Répercussions en Europe de la démission de Mario Monti en Italie - Une situation difficile que l'UE doit clarifier d'urgence

Éloignement, ou passage à la vie politique active ? Quelles vont être les répercussions pour l'UE de la décision de Mario Monti de démissionner du poste de Premier ministre dans son pays ? Il faut faire une distinction entre les répercussions immédiates, à partir du Conseil européen de la fin de cette semaine, et celles à plus long terme, qui dépendront des décisions que M. Monti lui-même va prendre à propos de son avenir politique personnel.

Les opinions des observateurs ne sont pas uniformes. Les uns estiment que les répercussions seront négatives car le rôle de M. Monti a été essentiel pour rétablir la confiance européenne en son pays dans le cadre de la zone euro ; et ce rôle va disparaître ou rester en suspens. D'autres observateurs prévoient au contraire que M. Monti va enfin dépasser le stade de chef d'un gouvernement «technique», pour se présenter comme candidat aux élections nationales prévues pour le mois de février. Dans ce cas, si le peuple italien le désigne, il pourra compléter et concrétiser les réformes en cours au niveau national, et en même temps consolider et renforcer la participation de son pays à la gestion et à la consolidation de la zone euro.
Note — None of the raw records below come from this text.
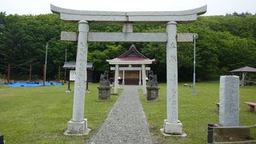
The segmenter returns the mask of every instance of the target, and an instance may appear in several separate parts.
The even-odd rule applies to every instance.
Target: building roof
[[[118,58],[114,59],[106,60],[110,64],[152,64],[154,59],[150,59],[145,55],[141,54],[135,47],[132,45],[129,50],[124,54],[121,54]]]
[[[87,62],[87,70],[93,70],[93,62]],[[63,68],[75,69],[75,62],[64,62]]]
[[[250,66],[245,66],[239,69],[236,69],[234,70],[231,70],[230,72],[251,72],[251,73],[256,73],[256,69],[254,67]]]

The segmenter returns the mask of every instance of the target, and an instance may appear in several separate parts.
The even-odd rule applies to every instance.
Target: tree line
[[[122,23],[91,23],[90,31],[122,32]],[[56,79],[58,66],[75,61],[77,42],[60,41],[61,31],[78,31],[78,23],[64,22],[59,15],[7,15],[0,13],[0,75],[11,66],[11,78],[26,80],[30,65],[33,77],[42,78],[46,46],[48,46],[47,78]],[[134,32],[166,32],[166,24],[135,23]],[[178,32],[197,33],[197,80],[215,80],[219,75],[242,66],[256,67],[256,15],[248,13],[226,16],[200,16],[198,21],[179,24]],[[89,42],[88,61],[94,62],[94,71],[110,70],[106,59],[114,58],[134,44],[149,58],[155,58],[151,69],[160,82],[166,81],[166,42]],[[193,42],[178,43],[178,78],[191,81],[193,74]],[[62,75],[64,76],[64,70]]]

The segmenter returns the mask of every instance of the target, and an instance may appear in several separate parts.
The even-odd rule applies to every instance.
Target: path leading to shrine
[[[87,143],[152,143],[136,86],[126,86],[107,118]]]

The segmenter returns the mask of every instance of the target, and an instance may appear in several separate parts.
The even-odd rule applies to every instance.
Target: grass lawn
[[[160,133],[163,121],[166,118],[166,85],[159,84],[158,102],[146,102],[146,97],[140,90],[141,100],[147,121],[150,127],[151,136],[158,143],[206,143],[207,123],[218,123],[218,114],[216,106],[218,102],[219,83],[197,83],[197,96],[192,96],[192,89],[178,85],[178,118],[183,125],[186,138],[164,137]],[[240,87],[240,124],[251,126],[256,124],[256,113],[249,111],[244,102],[256,102],[256,86]],[[253,129],[255,134],[255,128]]]
[[[91,129],[86,136],[65,136],[72,118],[73,92],[66,86],[7,87],[0,86],[0,134],[6,143],[84,143],[101,126],[118,95],[98,102],[98,84],[86,94],[85,118]],[[71,85],[72,90],[74,85]],[[119,94],[122,90],[118,90]]]

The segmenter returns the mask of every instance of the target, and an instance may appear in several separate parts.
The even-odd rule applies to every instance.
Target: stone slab
[[[171,123],[164,120],[163,130],[167,134],[182,134],[182,124],[181,122]]]
[[[219,123],[224,126],[239,126],[239,77],[220,77]]]
[[[166,137],[186,137],[187,136],[187,134],[184,132],[182,132],[182,134],[168,134],[163,131],[163,129],[160,129],[160,131],[161,131],[162,134]]]
[[[189,22],[206,12],[207,6],[182,11],[89,11],[64,9],[50,5],[53,13],[60,14],[65,21],[89,22]]]
[[[177,42],[193,42],[193,33],[177,34]],[[61,40],[78,41],[77,32],[62,31]],[[167,42],[166,33],[89,32],[88,42]]]
[[[65,131],[65,135],[86,135],[90,131],[90,129],[87,128],[87,119],[84,118],[84,121],[76,122],[70,120],[67,124],[67,130]]]

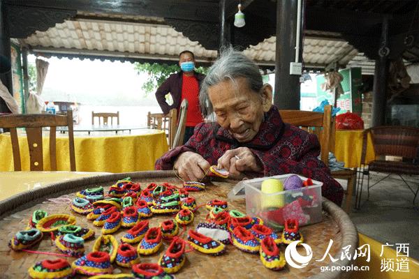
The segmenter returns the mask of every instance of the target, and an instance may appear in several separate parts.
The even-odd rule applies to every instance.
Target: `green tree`
[[[171,74],[180,70],[179,65],[159,64],[158,63],[153,63],[152,64],[149,63],[142,64],[135,63],[134,68],[138,73],[146,73],[149,75],[148,80],[141,87],[145,91],[146,95],[156,91],[157,88]],[[198,67],[196,70],[198,73],[205,74],[208,71],[208,68]]]

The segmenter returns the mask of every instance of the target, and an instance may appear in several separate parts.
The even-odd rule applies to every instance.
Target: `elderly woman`
[[[156,169],[176,169],[185,181],[202,179],[212,165],[236,176],[299,174],[323,181],[323,195],[340,205],[343,189],[317,158],[317,137],[282,121],[272,86],[241,52],[221,54],[202,84],[200,103],[216,123],[198,124],[185,145],[156,162]]]

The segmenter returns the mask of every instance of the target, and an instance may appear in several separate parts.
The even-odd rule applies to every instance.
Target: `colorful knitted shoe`
[[[17,232],[10,241],[8,246],[15,251],[27,249],[42,240],[43,234],[38,229]]]
[[[84,240],[73,234],[61,235],[55,239],[55,246],[71,257],[80,257],[84,254]]]
[[[152,255],[159,251],[161,245],[161,231],[160,228],[158,227],[151,227],[138,244],[137,252],[140,255]]]
[[[180,197],[181,201],[184,201],[189,197],[189,193],[186,189],[178,189],[177,192],[179,193],[179,197]]]
[[[198,192],[205,190],[205,184],[198,181],[184,182],[184,189],[189,192]]]
[[[71,209],[75,213],[87,215],[93,211],[93,204],[87,199],[81,197],[75,197],[71,203]]]
[[[193,211],[196,209],[196,200],[194,197],[188,197],[182,203],[182,209],[189,209]]]
[[[186,259],[185,241],[176,237],[159,260],[159,264],[168,273],[175,273],[182,269]]]
[[[137,212],[140,218],[149,218],[153,216],[153,213],[146,201],[138,199],[135,205],[137,206]]]
[[[121,241],[127,243],[136,243],[137,242],[140,242],[141,241],[141,239],[144,238],[148,229],[148,220],[140,221],[126,232],[126,234],[121,238]]]
[[[140,262],[135,248],[128,243],[123,243],[118,247],[117,252],[117,264],[122,267],[131,267]]]
[[[133,276],[135,279],[173,279],[157,264],[138,264],[133,266]]]
[[[228,226],[230,225],[230,220],[231,217],[230,217],[230,214],[228,212],[224,211],[219,213],[215,219],[210,220],[210,223],[214,223],[226,229],[228,229]]]
[[[93,211],[91,213],[87,214],[87,216],[86,216],[86,218],[87,218],[87,220],[96,220],[101,215],[102,215],[103,211],[105,211],[106,209],[110,209],[112,206],[110,204],[105,204],[101,206],[96,207],[94,209],[93,209]]]
[[[227,209],[227,202],[219,199],[212,199],[207,202],[207,205],[205,206],[207,209],[210,211],[212,210],[212,209],[214,209],[214,206],[219,206],[221,207],[222,209]]]
[[[108,220],[108,218],[110,217],[110,215],[114,212],[119,212],[115,206],[112,206],[106,209],[99,217],[93,221],[93,225],[96,227],[102,227],[106,223],[106,220]]]
[[[124,209],[128,206],[132,206],[133,205],[134,205],[134,202],[133,201],[132,197],[126,197],[122,199],[122,209]]]
[[[49,232],[57,231],[64,225],[75,225],[75,218],[68,214],[53,214],[41,219],[36,228],[42,232]]]
[[[85,199],[86,196],[103,197],[103,187],[99,186],[97,188],[90,188],[86,190],[82,190],[81,191],[76,193],[75,195],[83,199]]]
[[[193,222],[193,213],[189,209],[181,209],[176,214],[175,220],[180,225],[189,225]]]
[[[230,232],[223,227],[214,223],[200,223],[196,226],[196,232],[221,242],[230,244]]]
[[[140,195],[140,199],[143,200],[145,202],[147,202],[149,205],[151,205],[153,204],[154,199],[150,190],[148,189],[144,189],[141,192],[141,195]]]
[[[188,234],[188,242],[194,249],[212,256],[218,256],[226,252],[224,244],[191,229]]]
[[[250,232],[251,232],[259,241],[261,241],[265,238],[269,236],[275,241],[276,244],[281,244],[282,243],[281,236],[275,234],[270,228],[266,227],[265,225],[253,225],[250,229]]]
[[[64,234],[73,234],[86,241],[94,238],[94,230],[73,225],[66,225],[61,227],[57,232],[57,236]]]
[[[105,252],[109,254],[110,262],[114,262],[118,250],[118,241],[112,235],[100,236],[93,245],[93,252]]]
[[[135,202],[137,202],[137,199],[138,199],[136,192],[128,192],[126,194],[122,196],[122,206],[124,206],[124,199],[126,197],[131,197],[133,204],[135,204]]]
[[[121,210],[122,209],[122,200],[118,197],[111,197],[110,199],[95,202],[93,205],[98,207],[105,207],[110,205],[115,206],[118,210]]]
[[[282,243],[289,244],[293,241],[299,240],[302,243],[304,239],[298,231],[298,221],[295,219],[287,219],[285,221],[285,227],[281,237]]]
[[[160,223],[160,229],[163,239],[172,239],[179,233],[177,223],[174,222],[172,219]]]
[[[91,252],[71,264],[78,273],[92,276],[112,273],[109,254],[105,252]]]
[[[233,245],[242,251],[250,253],[258,253],[260,248],[260,244],[255,236],[243,227],[236,227],[233,231],[231,236]]]
[[[242,213],[242,212],[237,211],[237,210],[230,210],[230,216],[232,218],[240,218],[240,217],[244,217],[246,216],[246,214]]]
[[[28,273],[33,279],[69,279],[75,271],[64,259],[44,259],[29,267]]]
[[[267,269],[281,270],[286,264],[284,254],[281,252],[274,240],[270,236],[264,238],[260,242],[260,254],[262,264]]]
[[[135,194],[140,194],[140,193],[141,193],[141,186],[140,183],[135,183],[132,181],[125,183],[122,188],[128,192],[133,192]]]
[[[124,227],[133,227],[138,222],[138,213],[135,206],[128,206],[122,211],[122,223]]]
[[[39,220],[43,218],[47,217],[47,216],[48,213],[47,213],[47,211],[44,211],[43,210],[36,210],[32,214],[32,218],[31,218],[31,220],[29,220],[29,223],[28,223],[28,227],[27,227],[27,229],[36,228],[38,222],[39,222]]]
[[[250,229],[253,226],[253,219],[249,216],[232,218],[230,223],[230,231],[233,232],[237,227],[243,227]]]
[[[127,193],[128,191],[123,188],[111,186],[109,188],[108,195],[112,197],[121,197]]]
[[[103,227],[102,227],[102,234],[113,234],[121,227],[122,218],[119,211],[113,212],[110,216],[106,219]]]

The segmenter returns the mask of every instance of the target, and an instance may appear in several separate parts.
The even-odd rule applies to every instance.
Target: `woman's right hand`
[[[184,181],[198,181],[205,176],[210,165],[198,153],[186,151],[177,156],[173,167]]]

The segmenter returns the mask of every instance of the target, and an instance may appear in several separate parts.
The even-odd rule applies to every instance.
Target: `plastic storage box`
[[[267,179],[285,180],[292,174],[263,177],[241,181],[246,193],[246,211],[251,217],[262,218],[275,230],[282,229],[285,220],[296,219],[300,225],[321,222],[322,182],[313,180],[313,185],[295,190],[267,194],[260,190],[262,182]],[[306,177],[298,176],[304,181]]]

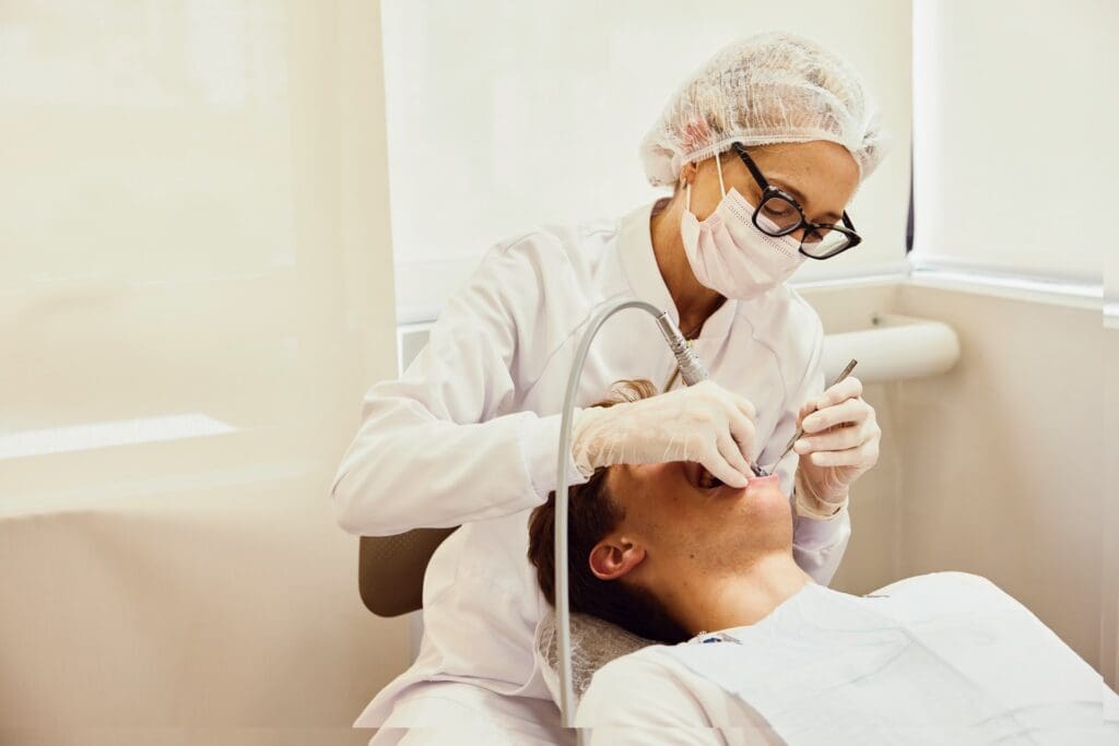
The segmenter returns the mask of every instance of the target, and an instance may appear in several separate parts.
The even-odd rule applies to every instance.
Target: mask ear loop
[[[715,153],[715,170],[718,171],[718,189],[726,197],[726,185],[723,183],[723,161],[720,160],[718,153]],[[684,182],[684,209],[688,213],[692,211],[692,182]]]
[[[723,183],[723,161],[718,160],[718,153],[715,153],[715,168],[718,170],[718,189],[726,197],[726,185]]]

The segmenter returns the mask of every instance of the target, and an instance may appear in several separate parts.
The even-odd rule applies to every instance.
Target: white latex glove
[[[798,501],[835,512],[855,480],[878,462],[882,429],[862,396],[862,381],[849,377],[800,408],[805,435],[792,446],[800,454]]]
[[[705,380],[667,394],[580,410],[572,455],[584,476],[612,464],[694,461],[743,488],[754,446],[754,405]]]

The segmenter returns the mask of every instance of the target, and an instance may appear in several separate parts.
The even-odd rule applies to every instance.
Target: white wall
[[[965,570],[1029,607],[1119,684],[1119,333],[1098,309],[902,283],[815,290],[829,332],[903,313],[961,342],[943,376],[866,393],[880,464],[852,498],[853,536],[834,585],[866,593]]]
[[[850,207],[864,244],[800,276],[903,259],[908,2],[396,0],[384,12],[397,293],[410,320],[431,318],[497,240],[651,200],[638,143],[687,75],[764,30],[847,57],[894,138]]]

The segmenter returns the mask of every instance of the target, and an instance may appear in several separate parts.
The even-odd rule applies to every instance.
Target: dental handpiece
[[[831,386],[835,386],[836,384],[846,380],[847,376],[850,375],[850,371],[853,371],[855,369],[855,366],[857,365],[858,360],[852,360],[850,362],[848,362],[847,367],[843,369],[843,372],[839,374],[839,376],[834,381],[831,381]],[[828,386],[828,388],[831,388],[831,386]],[[797,444],[797,441],[799,441],[802,437],[805,437],[805,428],[798,427],[797,432],[792,434],[791,438],[789,438],[789,444],[784,446],[784,451],[781,452],[781,455],[778,456],[777,461],[773,463],[774,469],[777,469],[777,464],[781,463],[782,459],[789,455],[789,452],[792,451],[792,446]]]
[[[665,336],[665,341],[668,342],[668,347],[676,358],[676,366],[680,369],[680,378],[684,380],[684,385],[695,386],[702,380],[707,380],[711,374],[707,372],[707,368],[704,367],[699,357],[688,346],[688,340],[684,339],[684,334],[680,333],[679,328],[668,318],[667,311],[657,317],[657,327],[660,329],[660,333]],[[769,474],[753,462],[750,464],[750,471],[754,473],[754,476],[769,476]]]

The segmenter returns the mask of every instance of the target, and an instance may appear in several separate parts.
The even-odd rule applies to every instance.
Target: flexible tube
[[[572,686],[571,672],[571,599],[567,596],[567,464],[571,461],[571,428],[575,412],[575,396],[579,391],[579,379],[583,375],[583,365],[591,349],[591,342],[606,319],[626,309],[641,309],[658,320],[664,330],[667,321],[675,329],[671,320],[660,309],[645,301],[626,300],[606,305],[600,310],[583,332],[583,339],[575,351],[571,363],[571,375],[567,377],[567,390],[563,400],[563,417],[560,421],[560,454],[556,460],[556,506],[555,506],[555,598],[556,598],[556,641],[560,673],[560,715],[565,728],[575,727],[573,705],[575,692]],[[676,330],[679,334],[679,330]],[[674,350],[675,352],[675,350]],[[583,734],[575,733],[579,746],[583,746]]]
Mais une période d'incertitude est inévitable, et cette incertitude va se répercuter au niveau européen.

Pourquoi ? Parce que M. Berlusconi à annoncé qu'il est candidat (contrairement à ce qu'il avait d'abord prévu) et qu'il soutiendra, notamment à propos de la gestion de l'euro, une attitude opposée à celle de M. Monti. Angelino Alfano, secrétaire du parti de M. Berlusconi, a annoncé que l'appui parlementaire au gouvernement «technique» actuel était terminé, en ajoutant des critiques virulentes à l'action politique de Mario Monti. Ce dernier a alors informé le président de la République, Giorgio Napolitano, de sa décision irrévocable de présenter sa démission, qui sera effective avant Noël ou tout de suite après. La suite des évènements sera automatique: élections en février prochain

Un référendum italien sur l'Europe ? Il reste à savoir si Mario Monti, n'étant plus lié par les limites du gouvernement technique, sans soutien parlementaire personnel, décide de se lancer dans la vie politique active. Il doit faire son choix très vite, car à Bruxelles la gestion de l'euro ne peut pas attendre. Sa participation aux élections nationales présuppose l'existence d'un mouvement politique organisé, ainsi que des alliances avec d'autres partis politiques.

Il y a urgence car la zone euro doit savoir s'il existe une Italie favorable à la politique financière et économique de M. Monti, en harmonie avec les efforts communs de la zone euro. En pratique, les élections de février en Italie deviendraient une sorte de référendum italien sur l'Europe. On saurait si la zone euro peut compter sur une Italie qui participe activement aux efforts européens de redressement politique et économique et qui considère cette politique comme un commencement de l'avenir.

Mais M. Monti ne s'est pas encore exprimé. Va-t-il faire le grand pas ? Lundi il était à Oslo, pour participer à l'octroi à l'Europe du prix Nobel de la paix. En fin de semaine il participera au Conseil européen qui prépare l'avenir. L'Europe a besoin de ses réponses, de connaître l'orientation italienne.